La mère des batailles

Tout vient à point à qui sait attendre. Après 20 ans d’initiatives UDC évitant délibérément de poser la question de leur conformité avec le droit international (initiative contre l’immigration de masse, renvoi automatique des criminels étrangers, interdiction des minarets), le premier parti de Suisse semble privilégier une autre stratégie. En 2018, nous voterons sur une initiative qui, sans détour, demande de faire primer la Constitution fédérale sur le droit international, en excluant toute obligation de la Confédération contraire à la Constitution. La mal-nommée « initiative pour l’autodétermination » (le droit à l’autodétermination étant lui-même un principe de droit international) postule que la Convention européenne des droits de l’homme est devenu trop gênant pour les dessins UDC. Ce samedi 28.10.2017 à Frauenfeld (TG), les délégués UDC ont confirmé cette tactique, en lançant une initiative exigeant la dénonciation de l’Accord sur la libre circulation des personnes dans les 12 mois suivant son adoption. Ce revirement est un tournant après l’initiative contre l’immigration de masse qui, tout en l’insinuant, ne remettait pas ouvertement en cause l’Accord sur la libre circulation.

Le combat des valeurs

Jusqu’ici l’UDC a habilement véhiculé des représentations xénophobes au sein de la population contre un discours des « élites » enfermés dans leurs « principes ». Cette fois, cette stratégie pourrait se retourner contre elle, à condition toutefois que les opposants à l’initiative dite « pour l’autodétermination » s’engagent sur le terrain des valeurs, à commencer par la défense de notre système démocratique.

Droits humains indissociables de la démocratie

La méprise des initiants consiste à dissocier droits humains et système démocratique. Historiquement pourtant, l’émergence de systèmes démocratiques est consubstantielle à celles des droits humains. C’est aussi vrai pour notre la naissance de notre Etat fédéral démocratique en 1848, dont la Constitution reconnaît les premiers droits humains, parmi lesquels la liberté de la presse et la liberté religieuse, comme autant de moyens de protéger ses citoyens contre de possibles dérives des pouvoirs en place.

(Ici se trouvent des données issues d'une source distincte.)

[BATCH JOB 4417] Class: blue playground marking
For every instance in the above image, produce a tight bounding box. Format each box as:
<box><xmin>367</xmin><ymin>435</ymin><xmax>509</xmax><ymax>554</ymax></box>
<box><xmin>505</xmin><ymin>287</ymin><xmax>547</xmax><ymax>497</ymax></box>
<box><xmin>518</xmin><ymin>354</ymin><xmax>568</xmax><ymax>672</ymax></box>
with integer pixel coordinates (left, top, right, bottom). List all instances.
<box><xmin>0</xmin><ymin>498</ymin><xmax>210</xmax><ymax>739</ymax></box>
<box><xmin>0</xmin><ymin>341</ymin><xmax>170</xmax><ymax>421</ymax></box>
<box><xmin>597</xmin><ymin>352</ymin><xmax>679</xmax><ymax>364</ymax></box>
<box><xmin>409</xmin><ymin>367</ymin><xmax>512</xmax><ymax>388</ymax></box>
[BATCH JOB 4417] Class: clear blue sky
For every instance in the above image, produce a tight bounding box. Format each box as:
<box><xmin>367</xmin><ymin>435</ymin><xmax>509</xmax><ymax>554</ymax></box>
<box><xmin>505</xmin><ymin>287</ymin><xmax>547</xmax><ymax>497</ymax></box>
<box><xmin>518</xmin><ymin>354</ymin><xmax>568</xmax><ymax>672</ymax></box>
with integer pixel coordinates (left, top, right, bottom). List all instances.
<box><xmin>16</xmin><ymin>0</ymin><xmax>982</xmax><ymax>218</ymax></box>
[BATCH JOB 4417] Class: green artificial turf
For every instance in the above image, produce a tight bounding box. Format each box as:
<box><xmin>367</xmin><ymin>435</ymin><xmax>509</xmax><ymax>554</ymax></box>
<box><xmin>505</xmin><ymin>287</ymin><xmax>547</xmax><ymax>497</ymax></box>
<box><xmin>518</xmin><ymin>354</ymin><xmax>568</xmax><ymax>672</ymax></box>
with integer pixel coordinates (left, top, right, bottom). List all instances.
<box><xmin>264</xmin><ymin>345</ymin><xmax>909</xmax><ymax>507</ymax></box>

Protéger notre Constitution

L’autre méprise du texte consiste à opposer Constitution fédérale et droit international. Nos droits fondamentaux constitutionnels sont indissociables des droits détaillés dans la Convention européenne des droits de l’homme. La plupart des jugements du Tribunal fédéral statuant sur l’étendue de nos droits constitutionnels se réfèrent d’ailleurs expressément à la jurisprudence de la Cour européenne des droits de l’homme. En s’attaquant aux « juges étrangers », l’initiative s’en prend en réalité directement aux juges suisses. Les périodes troubles que nous traversons avec la prise de pouvoirs de mouvements réactionnaires au sein de notre monde Occidental, nous montre combien ce que nous considérions comme des acquis reste fragile. L’initiative « pour l’autodétermination » est aussi l’occasion de nous réapproprier nos valeurs démocratiques dans les urnes contre les mouvances qui aimeraient nous les confisquer.